Magento's largest problem is that most people who look at it assume it is like Wordpress. Download, click install, change the theme somewhat and get started.

Very unlike Wordpress this is hard. So you either shell out cash to outside developers (a healthy enough marketplace exists) or pay the price in learning how to program it yourself.

Enough decent materials on how to do this exist but it is definitely not aimed at weekend programmers.

  • aleachjr 12 years ago

    I don't think anybody would disagree that Magento has a pretty healthy learning curve. Additionally, there are too many companies out in the world who are just looking for the cheapest developer that they can find. This combination creates a huge problem. I would venture to guess that most weekend PHP developers think that they are capable of developing in Magento. I mean, do you think you can take on any new PHP project and figure out how to make it work? While some may have skills to do such, it is the large marjority that do not have the drive, desire, or knowledge to do this the right way. In the end, it is this group of people who are giving others in the Community a bad name. They hack Mage code, lack even basic development skills, and leave projects in an even worse position than when they started. The Magento community can only do so much in education and help. Additionally, Magento recognized that this was a huge problem and started providing training with Magento U. While this may not be cost effective for every developer in the world, at least Magento has acknowledged that this need exists and continues to provide training and new programs on an ongoing basis. TLDR, Magento is complex, and complex systems are not meant for every developer in the world. Pick your developers wisely and they will not burn you with bad code. Magento representation in 26% of the market sure does not seem dead to me.

Zyava 12 years ago

Half of points aren't true, for some other there are extensions in Magento Connect...

username42 12 years ago

Refactoring is something that has to be done before adding features. If you first start by adding features, ignoring the fact that the code needs refactoring, the code becomes impossible to maintain. Stopping development of new features during refactoring is also a good pratice. Obviously, the anti-practice is to refactor so often or to spend so much time refactoring that nothing useful is developed.

happywolf 12 years ago

I have been using Magento Enterprise Edition (EE) for 6months on a production sites in Europe and US, with total revenue so far exceeds a few million dollars. The reason I mention this is to give everybody a context of my comment and background. I work for a large company, so the money doesn't go to me.

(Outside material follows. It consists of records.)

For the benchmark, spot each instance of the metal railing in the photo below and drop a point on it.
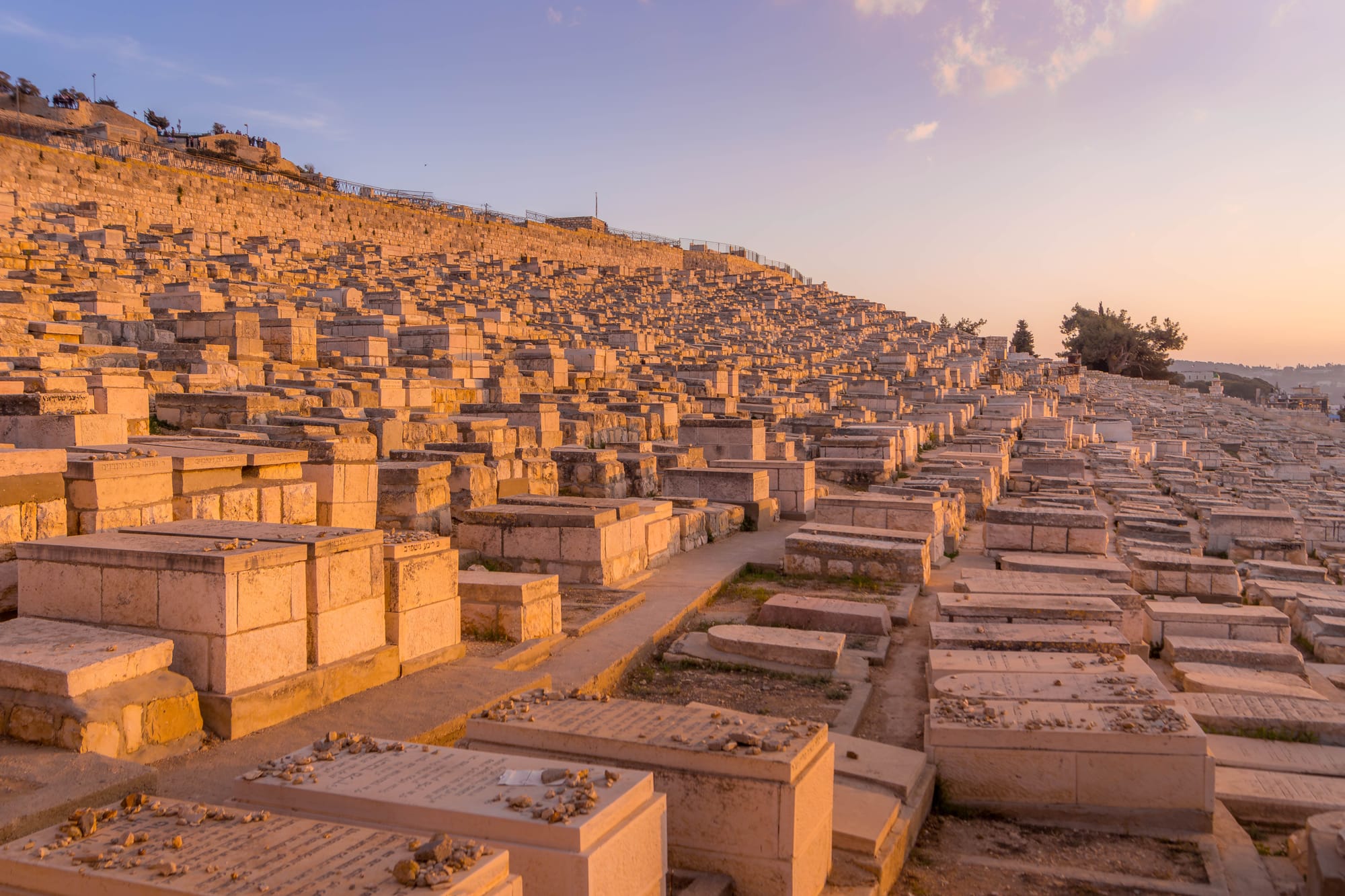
(197, 161)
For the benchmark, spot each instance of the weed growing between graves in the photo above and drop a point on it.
(1261, 732)
(739, 688)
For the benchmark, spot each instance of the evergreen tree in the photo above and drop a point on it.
(1110, 341)
(1023, 339)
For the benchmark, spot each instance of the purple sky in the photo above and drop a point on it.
(1180, 158)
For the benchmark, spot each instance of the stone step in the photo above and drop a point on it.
(69, 659)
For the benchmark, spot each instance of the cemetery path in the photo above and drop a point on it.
(430, 706)
(597, 659)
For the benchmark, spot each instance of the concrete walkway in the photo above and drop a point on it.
(434, 705)
(597, 661)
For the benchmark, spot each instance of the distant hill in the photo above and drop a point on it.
(1238, 386)
(1330, 378)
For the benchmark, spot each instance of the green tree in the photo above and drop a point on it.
(1024, 341)
(1110, 341)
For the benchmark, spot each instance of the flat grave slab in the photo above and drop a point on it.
(812, 649)
(1062, 688)
(825, 614)
(1278, 716)
(271, 853)
(1032, 608)
(615, 846)
(1278, 755)
(1032, 583)
(1249, 654)
(1239, 622)
(946, 662)
(1211, 678)
(771, 776)
(1027, 637)
(1276, 797)
(68, 659)
(1086, 565)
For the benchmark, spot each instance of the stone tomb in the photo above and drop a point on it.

To be fair, some of the features mentioned, for example abandoned cart reports, do exist in Magento EE. While some features like consumer profiling don't really belong to an eCommerce platform. Instead, those belong to CRM (consumer relationship management) tools. One of the reasons CRM is an independent system is a lot of shops have offline presence also, and lumping CRM features into eCommerce platform unnecessarily complicates things. There are extensions to sync between Magento and a few CRMs.

My wish list for Magento: built-in A/B testing, and multiple campaign management.

ceejayoz 12 years ago

> A developer focus on Magento 2.0 gives us jQuery, OWASP security policies, faster product imports, better performance and less CSS. But it does nothing to advance merchant's needs.

Merchants don't need security, performance, and a more easily developable system for the developers they hire to build on?

  • tokenizerrr 12 years ago

    Of course not, it's just silly developers creating spaghetti code to keep themselves in business /s

adnam 12 years ago

My main problem with Magento was it's lack of an API to integrate with 3rd-party systems. Someone implementing a competitor should start with a decent API, and build the interface on top of that. If I had time and money, I would do this myself.

Also the EAV database was horrible to deal with.

  • conradfr 12 years ago

    Each time I had to do a Magento (CE) site I fantasized about doing a concurrent platform.

    But I know better than to think one average dev like me can do that so instead I just vow to never work on a e-commerce site again.

    FWIW Magento or Prestashop can really make you a very decent e-commerce site quickly and cheaply. Hard to really complain when they offer free versions.

    But still, Magento can sometimes calculate VAT wrong (among other things) ! You would thought being an e-commerce platform it would at least not screw that.

  • rch 12 years ago

    Is it going to use a similar scheme after the rewrite?

coldcode 12 years ago

Apparently spell-check is also a dead technology.

clark-kent 12 years ago

These are features that an e-commerce SASS could build into their service, it obviously creates a huge mess adding such features into the core of a platform. Some of these features could also fit in a plugin but it really sounds like OP needs a SASS.

danielweber 12 years ago

Anyone have a cache?

EDIT: here it is. No infringement intended.

Magento has been in decline since Varien sold to eBay. Magento Community Edition is dead. Magento Go is a failure surpassed by Shopify. Magento CE releases have dried up.

So now what?

Magento 2.0 sounds promising. However, Magento 2.0 is lead by developers-only. No marketeers are involved to communicate merchant needs. I have tested Magento 2.0 dev60 and it is nothing more than a technical rewrite. Magento 2 offers the same feature set as Magento 1. You'll just need to pay a developer to migrate all your 1.x extensions to 2.x, since there is no upgrade path.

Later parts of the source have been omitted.